I have been delayed in posting. It is not because I didn't have anything to say but rather the opposite. My mind and heart have been overflowing. One of the things that I find about blogging is that I must write as soon as God lays something on my heart. Otherwise my muddled mind begins to pile all sorts of thoughts to the one I am holding for the next blog. So as I sit down today to write this. . .it is incredibly mixed up. Where do I begin and how much of the overflow can I share in one short blog.
So I am going to sit on the topic of Job. I don't know about you but this has never been a favorite book of mine. Who in their right mind would think of Job as a favorite? But yet it is rich with so much to learn. I admire Job in many ways. He was strong in the Lord. Through most of his trials, he still trusted in God. He understood his smallness and God's greatness.
"Then Job answered the Lord and said:“Behold, I am of small account; what shall I answer you? I lay my hand on my mouth. I have spoken once, and I will not answer; twice, but I will proceed no further.”" Job 40:3-5
His story is a beautiful picture of repentance and restoration.
"Then Job answered the Lord and said: “I know that you can do all things, and that no purpose of yours can be thwarted. ‘Who is this that hides counsel without knowledge?’ Therefore I have uttered what I did not understand, things too wonderful for me, which I did not know. ‘Hear, and I will speak; I will question you, and you make it known to me.’ I had heard of you by the hearing of the ear, but now my eye sees you; therefore I despise myself, and repent[a] in dust and ashes.”" Job 42:1-6
I have thought a lot about the fact that God never told Job why he endured all he did. Don't we always want to know why? But I feel like the Lord revealed a simple reason. PRIDE. That nasty terrible thing that leads to death in many ways. Had Job known why he was picked and just how much the Lord loved him. . . pride would surely have reared it's ugly head. But I also think of Romans 8:16-17.
"The Spirit himself bears witness with our spirit that we are children of God, and if children, then heirs—heirs of God and fellow heirs with Christ, provided we suffer with him in order that we may also be glorified with him."

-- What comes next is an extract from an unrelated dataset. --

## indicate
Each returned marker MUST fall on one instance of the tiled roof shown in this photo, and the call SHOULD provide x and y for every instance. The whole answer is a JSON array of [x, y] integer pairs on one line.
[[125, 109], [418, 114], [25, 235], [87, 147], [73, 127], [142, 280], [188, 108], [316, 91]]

The question it provokes is why do we think everything is suppose to be easy. Believe me, I am a big wimp so this idea of suffering is not one I cherish. But it has been one I am convicted of. Truly we want our nice, easy, simple life but what about getting our hands dirty for God. What about suffering for Him? What makes us think that our time here should be about self comfort or happiness? How would it look if I truly laid down my life for Him?
I believe that a life laid down for Him is full of joy, hope, redemption, but also heartache. I believe to see all the positives then we must endure some negatives. Now to try to put this into practice. Then comes the real rub. Because there are things we are passionate about that truly matter to God and these are pretty easy to do. But what about the ways that aren't so comfortable. Those that really make our life seem burdened at times. It might be mission trips, orphans, helping the homeless, etc. But it always deals with letting hurting people become part of our life. It always gets messy. BUT GOD is there when we have a heart for what matters to Him. It is then that we see His hand in such a way that He becomes incredibly real to us. So my prayer these days is that I will have a heart for what matters to God. Please let it be so Lord.